Es bleibt wohl alles beim Alten

Im Folgenden dokumentieren wir Auszüge aus den wenigen Artikeln, die sich mit der Wahl in der Republik Moldawien befassen. Offenbar kein weltbewegendes Thema, doch die kleine Republik mit rund 4 Millionen Einwohnern und zwei nicht unbedeutenden nationalen Minderheiten (Ukrainer und Russen mit jeweils rund 13 %) führt ein interessantes Eigenleben zwischen den regionalen Hegemonen Russland, Ukraine und Rumänien.

Der Wiener Standard stellte in einem Artikel (Online-Ausgabe vom 7. März 2005) fest, dass die Wahlen in Malodawien alles in allem korrekt verlaufen sind.

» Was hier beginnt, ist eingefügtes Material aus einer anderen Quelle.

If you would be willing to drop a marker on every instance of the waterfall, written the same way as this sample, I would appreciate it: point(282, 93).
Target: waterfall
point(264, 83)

(...) Die moldawischen Parlamentswahlen vom Sonntag haben im Allgemeinen den meisten Kriterien des Europarates und der OSZE sowie anderen internationalen Standards für Wahlen entsprochen. Dies teilte die Internationale Wahlbeobachtungsmission (IEOM) am Montag in einer Aussendung mit. Die Mission stellte jedoch fest, dass einige wichtige Verpflichtungen nicht erfüllt worden seien, besonders in Bezug auf Wahlkampfbedingungen und Medienzugang.
(...)
Die etwa 500-köpfige Wahlbeobachtungsmission setzte sich aus Delegationen der Versammlungen des Europarates und der OSZE zusammen, sowie aus Delegationen des Europäischen Parlaments und des Büros für demokratische Institutionen und Menschenrechte (OSZE/BDIMR). <(...)

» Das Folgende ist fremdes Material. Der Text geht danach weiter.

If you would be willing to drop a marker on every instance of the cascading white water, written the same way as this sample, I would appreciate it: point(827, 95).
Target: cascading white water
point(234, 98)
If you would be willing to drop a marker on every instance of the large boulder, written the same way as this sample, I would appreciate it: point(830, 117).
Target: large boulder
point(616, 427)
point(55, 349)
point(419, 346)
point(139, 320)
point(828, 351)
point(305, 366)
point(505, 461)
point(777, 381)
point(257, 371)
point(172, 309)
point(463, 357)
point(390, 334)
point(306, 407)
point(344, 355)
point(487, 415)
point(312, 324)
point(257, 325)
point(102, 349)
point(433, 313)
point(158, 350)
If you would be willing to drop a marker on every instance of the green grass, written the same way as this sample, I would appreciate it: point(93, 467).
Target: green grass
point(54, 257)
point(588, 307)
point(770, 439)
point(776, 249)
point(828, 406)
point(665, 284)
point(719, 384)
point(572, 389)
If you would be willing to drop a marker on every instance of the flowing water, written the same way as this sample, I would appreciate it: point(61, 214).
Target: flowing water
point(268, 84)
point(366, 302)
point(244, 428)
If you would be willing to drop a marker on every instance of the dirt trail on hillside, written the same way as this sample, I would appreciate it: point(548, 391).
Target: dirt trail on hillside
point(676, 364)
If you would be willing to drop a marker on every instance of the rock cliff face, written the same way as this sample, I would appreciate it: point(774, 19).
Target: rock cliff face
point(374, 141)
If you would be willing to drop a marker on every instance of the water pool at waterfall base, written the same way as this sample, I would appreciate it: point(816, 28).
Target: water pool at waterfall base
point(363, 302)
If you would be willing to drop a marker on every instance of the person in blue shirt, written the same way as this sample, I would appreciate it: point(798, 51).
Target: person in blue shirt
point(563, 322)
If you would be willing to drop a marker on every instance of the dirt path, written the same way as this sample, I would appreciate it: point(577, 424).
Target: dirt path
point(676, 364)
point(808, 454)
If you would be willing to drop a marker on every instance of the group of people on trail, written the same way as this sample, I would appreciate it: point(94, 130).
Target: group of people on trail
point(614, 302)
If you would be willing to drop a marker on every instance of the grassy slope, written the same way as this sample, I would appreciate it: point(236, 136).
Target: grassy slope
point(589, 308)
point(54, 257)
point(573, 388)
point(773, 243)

Der Wahltag selbst verlief nach den Beobachtungen "ruhig und geordnet". In 80,4 Prozent der 1.400 besuchten Wahlbüros wurde von den Beobachtern ein positives Urteil gegeben. Allerdings wurde bei der Auswertung der Stimmzettel die Anwesenheit einiger "nicht autorisierter Personen" festgestellt. Auch bei der Anwendung der Wahlregeln wurden einige Widersprüchlichkeiten festgestellt, so die Aussendung.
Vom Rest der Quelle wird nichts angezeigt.